Below us a swirl of water broke into mirth, instantly suppressed. We could see the Lizzie now. The ripples slipped round her to the tune of they-'avn't-found-'im-yet, they-'avn't-found-'im-yet-they 'avn't. The skipper and crew rose, fumbling at his feet for a rope. There did not seem to be much of the Lizzie. She was but a little raft to drift out on those tides which move among the stars. "Now's your chance," said her crew, and I took it, on all fours. The last remnant of London was then pushed from us with a pole. We were launched on night, which had begun its ebb towards morning.
The punt sidled away obliquely for mid-stream. I stood at one end of it. The figure of Charon could be seen at the other, of long acquaintance with this passage, using his sweep with the indifference of habitude. Perhaps it was not Charon. Yet there was some obstruction to the belief that we were bound for no more than the steamer Aldebaran, anchored in Bugsby's Reach. From the low deck of the barge it was surprising that the River, whose name was Night, was content with the height to which it had risen. Perhaps it was taking its time. It might soon receive an influx from space, rise then in a silent upheaval, and those low shadows that were London, even now half foundered, would at once go. This darkness was an irresponsible power. It was the same flood which had sunk Knossos and Memphis. It was tranquil, indifferent, knowing us not, reckoning us all one with the Sumerians. They were below it. It had risen above them. Now the time had come when it was laving the base of London.
The crew cried out to us that over there was the entrance to the West India Dock. We knew that place in another life. But should Charon joke with us? We saw only chaos, in which the beams from a reputed city glimmered without purpose.
The shadow of the master of our black barge pulled at his sweep with a slow confidence that was fearful amid what was sightless and unknown. His pipe glowed, as with the profanity of an immortal to whom eternity and infinity are of the usual significance. Then a red and green eye appeared astern, and there was a steady throbbing as if some monster were in pursuit of us. A tug shaped near us, drew level, and exposed with its fires, as it went ahead, a radiant Lizzie on an area of water that leaped in red flames. The furnace door of the tug was shut, and at once we were blind. "Hold hard," yelled our skipper, and the Lizzie slipped into the turmoil of the tug's wake.
There would be Millwall. The tug and the turmoil had gone. We were alone again in the beyond. There was no sound now but the water spattering under our craft, and the fumbling and infrequent splash of the sweep. Once we heard the miniature bark of a dog, distinct and fine, as though distance had refined it as well as reduced it. We were nearly round the loop the River makes about Millwall, and this unknown region before us was Blackwall Reach by day, and Execution Dock used to be dead ahead. To the east, over the waters, red light exploded fan-wise and pulsed on the clouds latent above, giving them momentary form. It was as though, from the place where it starts, the dawn had been released too soon, and was at once recalled. "The gas works," said the skipper.

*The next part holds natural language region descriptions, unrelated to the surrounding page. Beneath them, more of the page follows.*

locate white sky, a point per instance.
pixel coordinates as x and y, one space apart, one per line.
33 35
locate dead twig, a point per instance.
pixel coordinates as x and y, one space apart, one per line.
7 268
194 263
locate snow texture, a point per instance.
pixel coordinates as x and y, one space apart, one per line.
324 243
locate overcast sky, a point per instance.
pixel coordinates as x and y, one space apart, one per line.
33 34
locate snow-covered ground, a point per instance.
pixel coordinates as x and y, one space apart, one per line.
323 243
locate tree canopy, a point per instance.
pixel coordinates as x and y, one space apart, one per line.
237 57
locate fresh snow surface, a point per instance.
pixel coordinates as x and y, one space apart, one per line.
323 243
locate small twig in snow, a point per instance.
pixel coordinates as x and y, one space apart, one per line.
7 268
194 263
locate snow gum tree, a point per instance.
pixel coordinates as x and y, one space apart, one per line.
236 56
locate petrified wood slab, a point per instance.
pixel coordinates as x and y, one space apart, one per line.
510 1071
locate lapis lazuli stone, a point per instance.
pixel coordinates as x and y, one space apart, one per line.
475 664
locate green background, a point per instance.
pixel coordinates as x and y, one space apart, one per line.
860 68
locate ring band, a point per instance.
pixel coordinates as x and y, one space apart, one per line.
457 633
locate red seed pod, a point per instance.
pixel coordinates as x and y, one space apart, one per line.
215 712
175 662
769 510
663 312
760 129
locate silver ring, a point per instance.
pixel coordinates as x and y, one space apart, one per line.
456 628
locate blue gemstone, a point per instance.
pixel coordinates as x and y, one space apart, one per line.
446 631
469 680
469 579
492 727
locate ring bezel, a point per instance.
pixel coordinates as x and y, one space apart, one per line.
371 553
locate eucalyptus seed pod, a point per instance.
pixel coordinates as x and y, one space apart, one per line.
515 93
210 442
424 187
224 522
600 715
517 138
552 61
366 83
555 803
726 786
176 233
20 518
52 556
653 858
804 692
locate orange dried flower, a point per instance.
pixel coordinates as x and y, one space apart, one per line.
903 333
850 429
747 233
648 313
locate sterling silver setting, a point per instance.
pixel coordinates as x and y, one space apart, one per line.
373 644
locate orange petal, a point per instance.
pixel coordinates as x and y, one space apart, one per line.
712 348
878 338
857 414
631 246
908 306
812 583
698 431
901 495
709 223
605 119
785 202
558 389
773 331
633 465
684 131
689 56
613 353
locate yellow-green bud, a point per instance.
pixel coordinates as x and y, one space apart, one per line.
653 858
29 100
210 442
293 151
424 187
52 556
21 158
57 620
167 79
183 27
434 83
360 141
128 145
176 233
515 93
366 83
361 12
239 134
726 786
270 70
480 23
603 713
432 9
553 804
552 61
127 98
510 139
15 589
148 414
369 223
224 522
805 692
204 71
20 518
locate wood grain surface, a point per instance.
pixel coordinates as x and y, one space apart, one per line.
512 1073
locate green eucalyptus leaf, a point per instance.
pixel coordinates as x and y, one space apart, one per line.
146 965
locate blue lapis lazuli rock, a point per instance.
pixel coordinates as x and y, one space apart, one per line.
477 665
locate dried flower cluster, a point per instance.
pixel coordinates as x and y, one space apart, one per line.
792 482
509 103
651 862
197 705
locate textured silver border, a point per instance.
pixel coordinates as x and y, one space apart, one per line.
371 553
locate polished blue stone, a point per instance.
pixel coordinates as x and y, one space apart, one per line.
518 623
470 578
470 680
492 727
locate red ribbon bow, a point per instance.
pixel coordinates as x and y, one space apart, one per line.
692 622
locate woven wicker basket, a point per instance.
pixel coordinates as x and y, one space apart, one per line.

Still the slow drift, quite proper to those at large in eternity. But this, I was told, was the beginning of Bugsby's Reach. It was first a premonition, then a doubt, and at last a distinct tremor in the darkness ahead of us. A light appeared, grew nearer, higher, and brighter, and there was a suspicion of imminent mass. "Watch her," warned the skipper. Watch what? There was nothing to watch but the dark and some planets far away, one of them red. The menacing one still grew higher and brighter. It came at us. A wall instantly appeared to overhang us, with a funnel and masts above it, and our skipper's yell was lost in the thunder of a churning propeller. The air shuddered, and a siren hooted in the heavens. A long, dark body seemed minutes going by us, and our skipper's insults were taken in silence by her superior deck. She left us riotous in her wake, and we continued our journey dancing our indignation on the uneasy deck of the Lizzie.
The silent drift recommenced, and we neared a region of unearthly lights and the smell of sulphur, where aerial skeletons, vast and black, and columns and towers, alternately glowed and vanished as the doors of infernal fires were opened and shut. We drew abreast of this phantom place where names and darkness battled amid gigantic ruin. Charon spoke. "They're the coal wharves," he said.
The lights of a steamer rose in the night below the wharves, but it was our own progress which brought them nearer. She was anchored. We made out at last her shape, but at first she did not answer our hail.
"Hullo, Aldebaran," once more roared our captain.
There was no answer. In a minute we should be by her, and too late.